Ad esempio “una gestione corretta del peso - illustra il professore - attraverso una dieta equilibrata e l'esercizio fisico, può aiutare a ridurre l'infiammazione sistemica e migliorare la salute generale. Lo sport poi favorisce la mobilità articolare, incrementa la massa muscolare, migliora la funzione immunitaria e riduce lo stress. Può ridurre il rischio o ritardare l’insorgenza di alcune malattie. Per questo come reumatologi lo consigliamo a tutti, sia ai nostri pazienti che a tutti i cittadini. Lo stesso vale per la dieta mediterranea che risulta la migliore e la più salutare anche per prevenire molte forme di artriti. Quindi via libera al consumo di verdure e cereali, olio d’oliva, pesce, latticini e zuccheri semplici”.
A tale proposito, “oltre alla prevenzione primaria attiva è fondamentale anche quella secondaria - ossserva Ennio Lubrano di Scorpaniello, vicepresidente Sir - Per arrestare il decorso, ed evitare l’aggravamento delle malattie, sono cruciali una diagnosi precoce e la tempestiva presa in carico da parte dello specialista. A differenza di alcuni tumori, per le malattie reumatologiche non sono disponibili programmi di screening. È importante sensibilizzazione la popolazione sui primi campanelli d’allarme che devono far pensare all’esordio di una patologia. Da questi bisogna arrivare il prima possibile ad una visita e ad esami diagnostici come, ad esempio, alcuni test ematochimici. In particolare vi è il dosaggio degli indici bioumorali di infiammazione e degli autoanticorpi. Tra l’imaging ha invece assunto grande importanza l’ecografia muscoloscheletrica come esame di primo livello”. Infine, “vi è la prevenzione terziaria che si pone l’obiettivo di gestire e migliorare la qualità della vita del paziente e vuole anche contenere gli esiti ed il progressivo danno causato delle malattie reumatologiche - sostiene Carlomaurizio Montecucco, presidente di Fira, Fondazione italiana per la ricerca in reumatologia - Le strategie disponibili sono diverse e comprendono alcuni trattamenti farmacologici avanzati, la riabilitazione, la complicata gestione del dolore e più in generale un supporto continuo e qualificato al paziente. Anche nell’evitare complicanze e ricadute della malattia un ruolo importante è quello degli stili di vita. L’attività fisica, un’alimentazione sana, il controllo del peso corporeo, la cessazione del fumo o un consumo limitato di alcol sono tutti fattori che influiscono sul decorso della patologia”.

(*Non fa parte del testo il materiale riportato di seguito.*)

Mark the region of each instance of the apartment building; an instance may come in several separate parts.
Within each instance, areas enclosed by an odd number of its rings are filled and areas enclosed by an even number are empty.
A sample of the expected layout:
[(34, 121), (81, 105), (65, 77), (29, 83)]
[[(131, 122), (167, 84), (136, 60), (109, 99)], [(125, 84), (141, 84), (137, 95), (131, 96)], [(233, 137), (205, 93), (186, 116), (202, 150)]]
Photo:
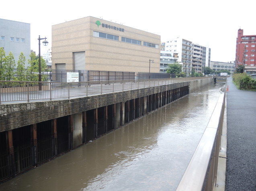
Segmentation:
[(232, 74), (234, 73), (235, 65), (233, 62), (221, 62), (211, 61), (210, 68), (213, 71), (220, 71), (227, 70)]
[(161, 44), (161, 49), (166, 51), (177, 52), (177, 61), (182, 65), (182, 71), (188, 76), (191, 73), (192, 42), (177, 37)]
[(88, 16), (52, 26), (53, 68), (159, 72), (160, 35)]
[(236, 65), (256, 66), (256, 34), (244, 35), (244, 30), (239, 29), (236, 38)]
[(30, 24), (0, 19), (0, 47), (3, 47), (6, 55), (11, 52), (17, 66), (22, 52), (26, 57), (26, 67), (30, 58)]
[(209, 67), (211, 48), (198, 44), (193, 43), (192, 68), (195, 72), (203, 73), (204, 67)]
[(160, 53), (160, 72), (166, 73), (169, 64), (178, 61), (177, 52), (161, 50)]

Il 61.esimo congresso nazionale della Sir vede per tre giorni riuniti a Rimini oltre 1.500 specialisti da tutta Italia. Sono previsti più di 160 relatori per un totale di 60 sessioni e 8 Hands On. “Il programma scientifico, del nostro più importante meeting, prevede momenti di approfondimento dedicati a tutte le principali malattie - conclude Sebastiani - In reumatologia registriamo continui e rapidissimi progressi scientifici a livello clinico-diagnostico ma anche nello studio della patogenesi. Si rende perciò necessario un aggiornamento costante e di elevata qualità ed è compito della nostra Società Scientifica garantirlo a tutti i professionisti che lavorano nel nostro Paese”.